Where the wild things are - Spike Jonze


Le dernier film de Spike Jonze permet – comme rarement auparavant – une immersion totale du spectateur. À l’ère des grands déploiements numériques peu de cinéastes arrivent à tirer une vision cohérente et constructive des nouvelles technologies que peut s’offrir le cinéma du 21e siècle – pensons aux films récents de Burton, Gilliam et Coppola, pour ne s’en tenir qu’au plus connus. Jonze propose toutefois une œuvre fraichement originale et en plus, au contraire des autres réalisateurs cités, d’une sincérité gracieuse, enlevante. L’éclat des prouesses numériques n’y est en aucun cas en vedette.
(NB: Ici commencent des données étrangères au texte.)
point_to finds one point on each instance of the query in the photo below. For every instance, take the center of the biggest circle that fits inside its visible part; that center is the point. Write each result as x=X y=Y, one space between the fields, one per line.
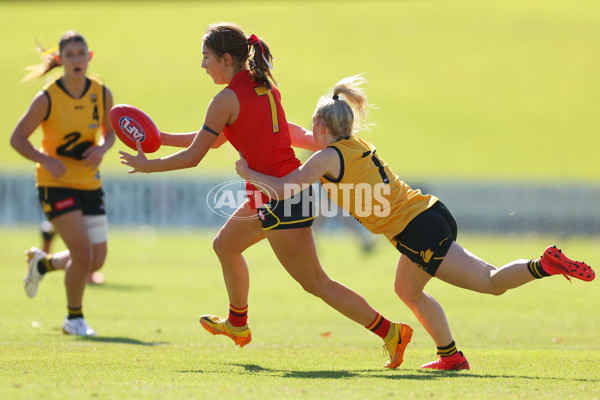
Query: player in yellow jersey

La carcasse numérique n’a pas été abandonnée sur l’écran sans être animée d’une personnalité concrète – au contraire d’Avatar, film aussi immersif, sorti la même date en France. Le tout est sous-tendu par un discours double sur la connaissance de soi et le désir de maîtrise de soi-même – ce « soi » pouvant tout autant être celui d’un petit garçon – Max – que celui du cinéma numérique.

Les effets numériques sont admirables, pas révolutionnaires dans leur rendu technique mais présentés d’une manière peu commune. Ils ne sont pas le clou du spectacle. Ce qui leur permet de passer presque inaperçus est le maniement à l’épaule de la caméra. L’accent est ainsi posé sur une idée fugitive du réel : la mise au point n’est pas toujours nette et les difficultés parfois apparente à suivre les sujets. L’image n’est pas complètement travaillée ni détaillée comme nous y ont habitués les films numériques à grand déploiement – l’exception de Cloverfield nous traverse par contre l’esprit. Les prouesses des effets spéciaux sont d’ailleurs présentées de manière tout à fait originale et humble. Les monstres n’ont pas de pouvoirs spéciaux leur permettant de faire des actions extraordinaires – lire : possibles qu’avec des effets numériques. Ils sont plutôt des bêtes sauvages qui se jettent l’une sur l’autre, se cognent contre les arbres ou se fracassent contre des parois rocheuses. Le travail d’effets spéciaux et de création d’un univers nouveau est modeste, prudent et parfaitement maîtrisé. Les créateurs se sont bien appliqués à développer ce qu’on semble laisser trop souvent de côté : les corps. Comme pour se débarrasser de tout superflu et arriver au meilleur résultat en tentant de maîtriser ces nouvelles technologies numérique. Tous les personnages évoluent dans un décor réaliste – une sorte de forêt, la mer, un désert parfois – mais ils sont pour leur part extrêmement originaux : on a rarement vu de tels monstres au cinéma.

Ce qui contribue d’abord à la réussite de ces créatures numériques est d’abord la qualité de leur personnalité et de leur psychologie. Encore une fois, ils ont été pensés avec retenue et efficacité. Chaque monstre représente une facette émotive humaine isolée. Au lieu d’ambitionner à créer une culture entièrement différente à ces personnages – et de risquer de tomber dans le piège d’un exotisme conventionnel, ils se rattachent à des formes humaines d’émotions, poussées à leurs paroxysmes. S’ils ont des corps presque entièrement inattendus – leurs visages sont humains : vecteurs des émotions – leur personnalités rappellent justement que le point de référence de ces inventions imaginaires restera toujours l’homme. Et ce point d’appui permet justement de reconfigurer, comme il l’est fait avec leur physique, les contours de notre squelette émotionnel. Le propos du film tient justement dans se rapport entre les corps et les émotions : ces dernières apparaissent comme des monstres à diriger de force – par le mensonge et la croyance entre autres – alors qu’elle n’ont cette apparence effrayante et étrangère que parce que justement on ne veut pas les percevoir comme humaines.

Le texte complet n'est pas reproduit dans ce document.